In most articles and discussions, the institutional returns take center stage. These tables, in articles like this one, in Inside Higher Ed, focus on the returns on the investments of the top endowments in the country. This article, in aiCIO, a magazine for Chief Investment Officers, has the headline, "Institutions Boast Investment Returns Averaging 19.8 perecent in Fiscal Year."

While there is a warning that the numbers are inclusive of donations and spending, these articles inevitably lead the reader to the following train of thought: Did you know that the University of Virginia's endowment rose 28.4 percent, while Cornell University's managers only returned 15.5 percent? What are those investment officers doing in Ithaca? Did they spend the whole summer sunning by the gorges rather than seeking out the best investments? And there clearly must be something wrong with schools like Harvard University, where the returns were only 15.1 percent. Have they been swimming by the banks of that River Charles, in that dirty water?

Apart from helping us determine how Chief Investment Officers at different schools spent their summers, these numbers do nothing to address how colleges are making those returns. Nor do these articles mention the fact that those numbers are a snapshot of a certain moment in time, rather than how a college's endowment is truly performing for the school, not to mention the social and environmental impacts of their investment decisions.

You will also notice when you read many of the endowment articles that the way the school uses the endowment is rarely mentioned. Other important questions go unreported as well, though they may be answered in the study. How much are they spending from the endowment and what is it used for for? Are the expectations of higher returns leading to greater risk-taking?

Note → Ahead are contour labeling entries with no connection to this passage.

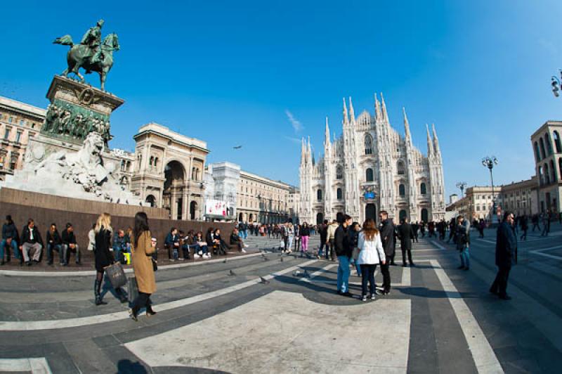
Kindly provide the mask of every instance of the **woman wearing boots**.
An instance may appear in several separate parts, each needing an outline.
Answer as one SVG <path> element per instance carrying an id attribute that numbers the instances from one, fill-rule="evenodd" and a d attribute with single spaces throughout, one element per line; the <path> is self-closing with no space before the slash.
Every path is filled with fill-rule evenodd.
<path id="1" fill-rule="evenodd" d="M 115 262 L 113 254 L 110 252 L 111 248 L 111 235 L 113 229 L 111 228 L 111 216 L 109 213 L 102 213 L 98 218 L 96 224 L 96 247 L 94 255 L 96 257 L 96 283 L 93 285 L 93 294 L 96 296 L 96 305 L 107 304 L 102 300 L 100 289 L 103 280 L 104 268 L 109 266 Z M 116 288 L 115 293 L 119 301 L 127 302 L 124 291 L 121 288 Z"/>
<path id="2" fill-rule="evenodd" d="M 134 321 L 137 321 L 138 312 L 142 308 L 146 308 L 147 316 L 156 314 L 152 310 L 151 305 L 152 303 L 150 301 L 150 295 L 156 291 L 156 280 L 152 260 L 155 247 L 150 238 L 148 218 L 146 217 L 146 213 L 139 212 L 135 214 L 134 236 L 131 243 L 133 269 L 138 285 L 138 296 L 133 302 L 133 307 L 129 311 L 129 315 Z"/>

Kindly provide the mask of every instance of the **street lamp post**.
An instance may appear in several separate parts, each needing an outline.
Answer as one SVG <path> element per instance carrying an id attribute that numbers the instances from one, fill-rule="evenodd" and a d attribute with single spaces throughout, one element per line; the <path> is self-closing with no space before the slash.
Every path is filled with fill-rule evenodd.
<path id="1" fill-rule="evenodd" d="M 488 167 L 490 170 L 490 179 L 492 181 L 492 217 L 490 219 L 492 224 L 494 223 L 494 216 L 496 215 L 496 198 L 494 195 L 494 176 L 492 174 L 492 169 L 497 164 L 498 161 L 495 156 L 487 156 L 482 159 L 482 165 Z"/>
<path id="2" fill-rule="evenodd" d="M 553 75 L 550 84 L 552 86 L 552 94 L 554 94 L 555 97 L 560 96 L 558 91 L 562 89 L 562 84 L 561 83 L 561 80 L 562 80 L 562 70 L 558 70 L 558 72 L 560 72 L 560 79 L 558 79 L 556 75 Z"/>
<path id="3" fill-rule="evenodd" d="M 461 191 L 461 198 L 464 197 L 463 191 L 464 191 L 464 188 L 466 186 L 466 182 L 459 182 L 457 183 L 457 188 Z"/>

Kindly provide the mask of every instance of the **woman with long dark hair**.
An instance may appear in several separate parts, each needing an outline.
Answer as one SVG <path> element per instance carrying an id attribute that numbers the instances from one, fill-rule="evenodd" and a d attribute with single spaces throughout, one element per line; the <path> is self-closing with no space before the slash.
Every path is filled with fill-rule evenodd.
<path id="1" fill-rule="evenodd" d="M 377 264 L 384 264 L 386 258 L 384 256 L 381 235 L 372 219 L 367 219 L 363 224 L 363 229 L 359 233 L 357 247 L 360 250 L 357 263 L 361 266 L 362 300 L 367 301 L 367 281 L 370 283 L 371 299 L 374 300 L 377 292 L 377 286 L 374 284 L 374 270 L 377 269 Z"/>
<path id="2" fill-rule="evenodd" d="M 147 316 L 156 314 L 152 310 L 150 295 L 156 292 L 156 280 L 154 276 L 152 254 L 155 252 L 150 231 L 148 229 L 148 217 L 146 213 L 139 212 L 135 214 L 134 236 L 131 243 L 133 269 L 138 286 L 138 296 L 133 302 L 129 311 L 131 318 L 137 321 L 138 311 L 146 308 Z"/>
<path id="3" fill-rule="evenodd" d="M 96 233 L 96 247 L 94 256 L 96 257 L 96 282 L 93 285 L 93 295 L 96 296 L 96 305 L 107 304 L 101 298 L 100 289 L 103 280 L 104 268 L 115 262 L 113 254 L 110 252 L 111 248 L 111 236 L 113 228 L 111 227 L 111 216 L 109 213 L 102 213 L 98 218 L 94 228 Z M 119 287 L 115 289 L 115 293 L 122 303 L 127 302 L 125 292 Z"/>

We need more articles to analyze whether growing endowments yield better educational results or are smart for the institutions and society. This article in the Chronicle of Higher Education, As Endowment Manager Turn to Private Equity, Questions Arise is a start in the right direction. It might not be easy, but it is important. While schools may use these numbers differently, from the outside, it often seems that the endowment returns competition is just a contest between growing empires.

Colleges are non-profit, tax-exempt, educational institutions that have an obligation to manage their social and environmental impacts. College endowments are simply not hedge funds where the only thing that matters is quarterly or annual returns. They are set up with a long-term purpose of supporting the colleges' educational and research mission. In order to have a meaningful conversation, it is time we try and look at them that way.